体を動かすこともできるし、声も出る。さっきの変な人の声も聞こえないし特に奇妙なことは感じない。
「ご、ごめん。心配させちゃった……」
「そんなことないよ。そんなことより本当に大丈夫?」
「う、うん。早く、行かなきゃ」
「無理しちゃダメだって! 早くのって!」
「うん……」
立ち上がろうとすると足がフラついて立てない。そんなティナの前へ移動したリアスは背を低くして腰を下げる。
「じゃあ行くよ!」
ティナが背中にのるとリアスは歩き出す。ティナに衝撃がこないようにゆっくりと静かに歩いてくれる。こんな心遣いにリョウ兄も惹かれたのかもしれない。
「ありがとう…」
「ふふっ、友達の為ならこれくらいどうってことないよ!」
リアスの背中はリョウ兄みたいに大きなやけじゃない。どちらかと言うとティナと大差ないように思える。のに、何処か安心する。
「ティナ、リョウ兄もだけどリアスも大好き!」
「……。私もだよ、」
安心したせいか眠気が一気に襲ってくる。温かい体温がティナを安心させてくれる。
「ん、ぅ……」
「あっ、ティナ起きたの?」
「うん…。ここは、どこ?」
目を覚ますともう既に真っ暗でパチパチという焚き火の音が聞こえる。周囲は木々に囲まれて万全じゃないティナには少し怖い。

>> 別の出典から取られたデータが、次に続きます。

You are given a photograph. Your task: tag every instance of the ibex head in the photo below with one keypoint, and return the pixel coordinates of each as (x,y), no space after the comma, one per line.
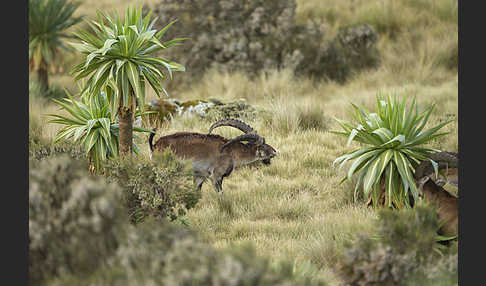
(256,144)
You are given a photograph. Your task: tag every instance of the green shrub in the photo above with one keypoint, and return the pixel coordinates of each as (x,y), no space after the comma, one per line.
(161,253)
(256,36)
(392,144)
(403,251)
(161,187)
(74,219)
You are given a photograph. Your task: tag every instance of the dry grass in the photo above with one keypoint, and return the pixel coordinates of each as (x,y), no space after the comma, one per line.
(295,208)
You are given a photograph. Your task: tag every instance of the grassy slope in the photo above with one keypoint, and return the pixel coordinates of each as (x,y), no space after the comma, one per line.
(295,208)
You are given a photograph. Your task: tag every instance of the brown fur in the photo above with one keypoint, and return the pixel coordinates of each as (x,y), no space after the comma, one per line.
(208,160)
(447,206)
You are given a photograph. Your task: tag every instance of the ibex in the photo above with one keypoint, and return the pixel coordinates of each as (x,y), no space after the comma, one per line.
(432,192)
(214,156)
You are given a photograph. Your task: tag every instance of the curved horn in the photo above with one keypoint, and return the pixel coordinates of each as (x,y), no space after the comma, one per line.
(444,159)
(233,123)
(251,137)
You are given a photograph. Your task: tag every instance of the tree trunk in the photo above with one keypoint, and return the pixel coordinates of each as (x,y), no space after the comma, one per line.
(43,77)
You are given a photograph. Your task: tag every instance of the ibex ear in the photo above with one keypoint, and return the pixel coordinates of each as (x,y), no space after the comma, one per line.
(421,182)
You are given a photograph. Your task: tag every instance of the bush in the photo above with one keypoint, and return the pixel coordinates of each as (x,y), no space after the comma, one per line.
(257,36)
(160,188)
(74,219)
(79,234)
(403,252)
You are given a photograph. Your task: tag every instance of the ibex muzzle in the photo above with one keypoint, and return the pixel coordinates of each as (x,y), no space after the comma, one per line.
(214,156)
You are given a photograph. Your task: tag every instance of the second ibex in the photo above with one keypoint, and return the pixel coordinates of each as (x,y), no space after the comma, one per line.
(214,156)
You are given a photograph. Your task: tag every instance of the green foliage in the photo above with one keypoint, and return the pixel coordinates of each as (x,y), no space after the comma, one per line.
(160,188)
(312,118)
(48,21)
(79,234)
(118,57)
(92,126)
(394,135)
(74,218)
(403,252)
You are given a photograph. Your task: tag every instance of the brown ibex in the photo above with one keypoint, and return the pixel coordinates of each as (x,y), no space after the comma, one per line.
(214,156)
(434,193)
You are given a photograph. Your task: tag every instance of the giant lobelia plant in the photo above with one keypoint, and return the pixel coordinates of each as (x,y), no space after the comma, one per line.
(119,60)
(91,124)
(392,147)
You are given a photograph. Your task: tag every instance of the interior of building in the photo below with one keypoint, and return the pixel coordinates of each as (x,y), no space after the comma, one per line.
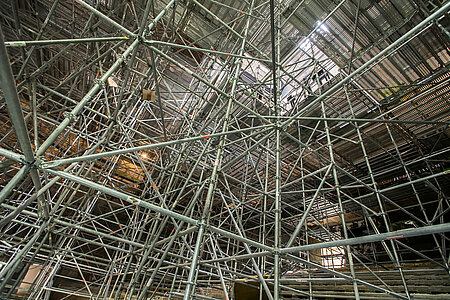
(223,149)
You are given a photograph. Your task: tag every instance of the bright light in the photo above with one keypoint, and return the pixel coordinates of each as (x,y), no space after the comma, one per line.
(322,26)
(305,44)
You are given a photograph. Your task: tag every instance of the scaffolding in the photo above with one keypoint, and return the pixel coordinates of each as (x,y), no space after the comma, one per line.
(184,148)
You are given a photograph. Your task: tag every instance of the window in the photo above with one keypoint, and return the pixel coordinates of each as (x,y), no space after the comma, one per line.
(333,258)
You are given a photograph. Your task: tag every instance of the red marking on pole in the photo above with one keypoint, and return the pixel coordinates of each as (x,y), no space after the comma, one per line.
(395,237)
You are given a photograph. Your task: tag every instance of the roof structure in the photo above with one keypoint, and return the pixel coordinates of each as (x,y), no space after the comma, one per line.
(221,149)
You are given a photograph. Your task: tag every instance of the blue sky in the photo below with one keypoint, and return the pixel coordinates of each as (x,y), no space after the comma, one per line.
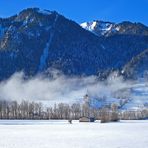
(84,10)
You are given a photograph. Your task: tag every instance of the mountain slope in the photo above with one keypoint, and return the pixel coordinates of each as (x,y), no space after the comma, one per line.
(36,41)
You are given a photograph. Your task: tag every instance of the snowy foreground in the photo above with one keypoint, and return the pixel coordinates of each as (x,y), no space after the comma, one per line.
(60,134)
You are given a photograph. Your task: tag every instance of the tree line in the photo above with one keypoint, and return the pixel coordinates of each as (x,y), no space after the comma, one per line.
(37,111)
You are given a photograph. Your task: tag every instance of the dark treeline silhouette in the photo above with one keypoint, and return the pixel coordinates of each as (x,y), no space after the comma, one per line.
(34,111)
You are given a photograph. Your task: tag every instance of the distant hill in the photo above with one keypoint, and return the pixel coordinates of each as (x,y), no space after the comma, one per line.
(35,41)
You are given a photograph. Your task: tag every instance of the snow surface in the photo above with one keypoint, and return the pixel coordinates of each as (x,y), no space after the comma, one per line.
(60,134)
(100,27)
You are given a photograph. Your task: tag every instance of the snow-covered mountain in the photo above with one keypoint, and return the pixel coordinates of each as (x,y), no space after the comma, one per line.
(101,28)
(35,41)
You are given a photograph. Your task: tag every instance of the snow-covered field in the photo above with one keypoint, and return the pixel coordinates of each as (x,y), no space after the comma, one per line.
(60,134)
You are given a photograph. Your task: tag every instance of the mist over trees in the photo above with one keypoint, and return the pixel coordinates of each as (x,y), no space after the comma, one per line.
(36,111)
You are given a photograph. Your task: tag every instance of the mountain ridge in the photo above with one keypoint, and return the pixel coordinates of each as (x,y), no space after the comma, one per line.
(35,41)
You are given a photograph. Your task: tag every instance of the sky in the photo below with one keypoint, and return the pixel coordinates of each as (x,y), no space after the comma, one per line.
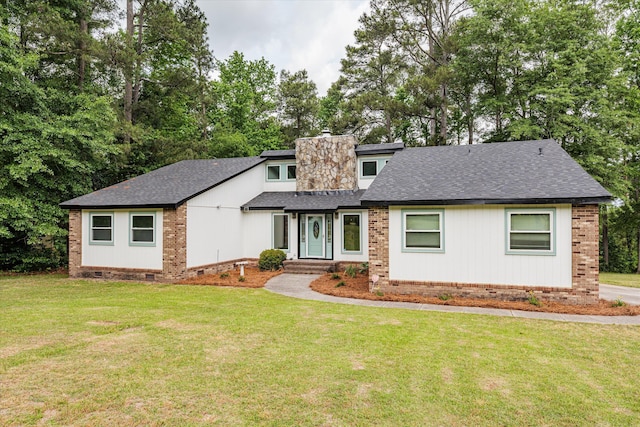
(290,34)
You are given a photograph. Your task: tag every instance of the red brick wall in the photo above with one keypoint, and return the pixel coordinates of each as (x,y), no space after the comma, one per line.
(585,260)
(174,243)
(379,244)
(75,242)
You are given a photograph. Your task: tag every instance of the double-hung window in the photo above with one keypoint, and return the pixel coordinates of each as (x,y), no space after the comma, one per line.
(423,231)
(530,231)
(281,232)
(101,228)
(142,231)
(351,233)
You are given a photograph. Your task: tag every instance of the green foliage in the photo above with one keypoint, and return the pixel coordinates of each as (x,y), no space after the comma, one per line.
(351,271)
(271,259)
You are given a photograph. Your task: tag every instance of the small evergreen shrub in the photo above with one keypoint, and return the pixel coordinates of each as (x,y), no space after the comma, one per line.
(271,259)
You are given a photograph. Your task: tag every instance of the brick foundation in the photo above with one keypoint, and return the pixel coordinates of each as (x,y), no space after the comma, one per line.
(585,279)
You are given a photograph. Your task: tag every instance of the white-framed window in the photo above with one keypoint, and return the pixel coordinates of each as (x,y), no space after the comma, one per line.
(273,172)
(281,172)
(423,230)
(371,167)
(291,172)
(351,232)
(101,225)
(530,231)
(142,228)
(280,231)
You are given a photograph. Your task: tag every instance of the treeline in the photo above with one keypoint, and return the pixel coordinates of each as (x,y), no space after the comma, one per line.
(91,95)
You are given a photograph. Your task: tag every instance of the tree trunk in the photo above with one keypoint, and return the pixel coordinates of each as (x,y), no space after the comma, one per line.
(128,74)
(638,269)
(605,237)
(82,49)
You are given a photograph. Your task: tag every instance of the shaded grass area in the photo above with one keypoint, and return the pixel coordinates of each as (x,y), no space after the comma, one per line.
(619,279)
(104,353)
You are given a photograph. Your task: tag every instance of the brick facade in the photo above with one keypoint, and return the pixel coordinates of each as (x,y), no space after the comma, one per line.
(379,245)
(585,258)
(174,243)
(75,242)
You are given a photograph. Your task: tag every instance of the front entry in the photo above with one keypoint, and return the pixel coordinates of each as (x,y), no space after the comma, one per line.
(315,236)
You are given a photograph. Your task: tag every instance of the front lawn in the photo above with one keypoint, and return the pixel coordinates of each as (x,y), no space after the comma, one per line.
(104,353)
(618,279)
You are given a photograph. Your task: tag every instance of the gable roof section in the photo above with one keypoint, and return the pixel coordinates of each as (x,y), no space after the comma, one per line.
(308,201)
(499,173)
(169,186)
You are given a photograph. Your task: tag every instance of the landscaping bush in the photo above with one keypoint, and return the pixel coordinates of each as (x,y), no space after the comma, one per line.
(271,259)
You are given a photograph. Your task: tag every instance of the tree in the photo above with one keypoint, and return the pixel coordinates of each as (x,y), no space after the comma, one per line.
(298,105)
(245,104)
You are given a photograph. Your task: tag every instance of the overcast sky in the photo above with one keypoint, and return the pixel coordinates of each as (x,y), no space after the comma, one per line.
(290,34)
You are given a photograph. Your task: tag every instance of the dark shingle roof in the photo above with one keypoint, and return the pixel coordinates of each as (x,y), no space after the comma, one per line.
(508,172)
(278,154)
(169,186)
(311,201)
(370,149)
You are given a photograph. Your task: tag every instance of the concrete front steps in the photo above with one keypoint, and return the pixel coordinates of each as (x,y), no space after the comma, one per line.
(310,266)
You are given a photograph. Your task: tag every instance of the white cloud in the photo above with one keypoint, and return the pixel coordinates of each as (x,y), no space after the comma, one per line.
(291,34)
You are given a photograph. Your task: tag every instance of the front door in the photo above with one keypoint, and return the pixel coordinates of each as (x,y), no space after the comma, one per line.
(315,236)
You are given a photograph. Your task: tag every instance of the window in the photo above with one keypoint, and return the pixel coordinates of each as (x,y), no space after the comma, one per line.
(530,231)
(423,231)
(101,228)
(370,168)
(291,172)
(351,237)
(281,231)
(142,228)
(273,173)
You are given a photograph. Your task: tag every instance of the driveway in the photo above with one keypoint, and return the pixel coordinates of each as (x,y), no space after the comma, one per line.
(612,293)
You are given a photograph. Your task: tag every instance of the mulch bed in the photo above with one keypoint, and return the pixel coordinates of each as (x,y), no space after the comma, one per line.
(253,278)
(358,287)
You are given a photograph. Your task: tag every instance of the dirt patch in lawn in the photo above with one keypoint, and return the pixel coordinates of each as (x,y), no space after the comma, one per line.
(358,287)
(253,278)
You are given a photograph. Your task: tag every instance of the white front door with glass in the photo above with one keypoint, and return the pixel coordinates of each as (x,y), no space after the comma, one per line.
(315,236)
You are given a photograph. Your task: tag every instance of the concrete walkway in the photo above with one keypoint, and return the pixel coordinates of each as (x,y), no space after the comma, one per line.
(297,286)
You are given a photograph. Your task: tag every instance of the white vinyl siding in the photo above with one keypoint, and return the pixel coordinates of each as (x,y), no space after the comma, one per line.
(474,238)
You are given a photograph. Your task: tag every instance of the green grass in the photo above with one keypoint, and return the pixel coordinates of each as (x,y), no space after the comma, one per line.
(618,279)
(104,353)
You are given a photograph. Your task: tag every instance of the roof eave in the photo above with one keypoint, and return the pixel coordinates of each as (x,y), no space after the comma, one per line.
(533,201)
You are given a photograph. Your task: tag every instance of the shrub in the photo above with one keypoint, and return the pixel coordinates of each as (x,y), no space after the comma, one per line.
(271,259)
(351,271)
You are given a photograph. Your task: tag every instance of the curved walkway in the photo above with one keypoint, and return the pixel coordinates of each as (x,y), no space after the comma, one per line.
(297,286)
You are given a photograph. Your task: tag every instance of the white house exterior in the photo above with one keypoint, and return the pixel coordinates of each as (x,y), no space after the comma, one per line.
(495,220)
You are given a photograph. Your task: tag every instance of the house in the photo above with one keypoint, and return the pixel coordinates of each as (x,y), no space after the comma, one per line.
(491,220)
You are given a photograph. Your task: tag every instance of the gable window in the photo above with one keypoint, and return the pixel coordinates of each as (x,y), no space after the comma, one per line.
(273,173)
(291,172)
(370,168)
(142,229)
(280,228)
(530,231)
(423,231)
(101,229)
(351,233)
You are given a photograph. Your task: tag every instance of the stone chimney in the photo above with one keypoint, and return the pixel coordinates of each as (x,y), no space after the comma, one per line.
(326,162)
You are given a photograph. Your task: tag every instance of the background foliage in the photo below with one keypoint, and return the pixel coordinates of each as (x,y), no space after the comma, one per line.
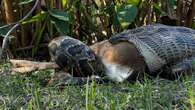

「ここは池の周りの森だよ。ティナが寝てからは意外に早く暗くなっちゃってあまり進めなかったの。ごめんね、」
「ティナは何もしてないのに言えるわけないよ。ここまで運んでくれてありがとう、」
「お礼なんていいよ! ティナも私のこと助けてくれるでしょ?」
「まあね。それより寒くない?」
「そう?」
「うん。ヒヤッとして、寒い……」
「じゃあ私の服着る?」
「いいの? それじゃあリアスが寒いんじゃない?」
「大丈夫大丈夫。それにティナは病人でしょ? 安静にしてなくちゃダメだよ!」
「………」
「さ、早く寝よ。私は見張ってるしティナはしっかり寝てて。早く治さなきゃ動きたくても動けないからね!」
「うん……。そうする…、」
こないだの雨が原因か、ここ最近の寒暖差が原因か…。やっぱり劣悪な奴隷生活の時はこんなこと日常茶飯事だったから何も感じなかったけど、少しの間だけでも過ごした幸せな3人の生活はティナ達の感覚を変えたのかもしれない。
「………」
「リアス、ここからはティナの独り言だからね、」
「…………」
「ティナは怖い。またリョウ兄に会いたいけど、本当に会えるのかが…」
「…………」
「こんなに広い世界でティナもリアスもリョウ兄もただの人間に過ぎない。こんなに広いのにどうすれば会えるのか分からない。離さないって、死ぬまで家族だって……」
「ティナ……」
ダメだね。リョウ兄と別れてからはずっとこんな感じ。いつでもリョウ兄が心の何処かにいてそれと共にまた会えるか不安で仕方ない。思わず溢れた涙を拭う。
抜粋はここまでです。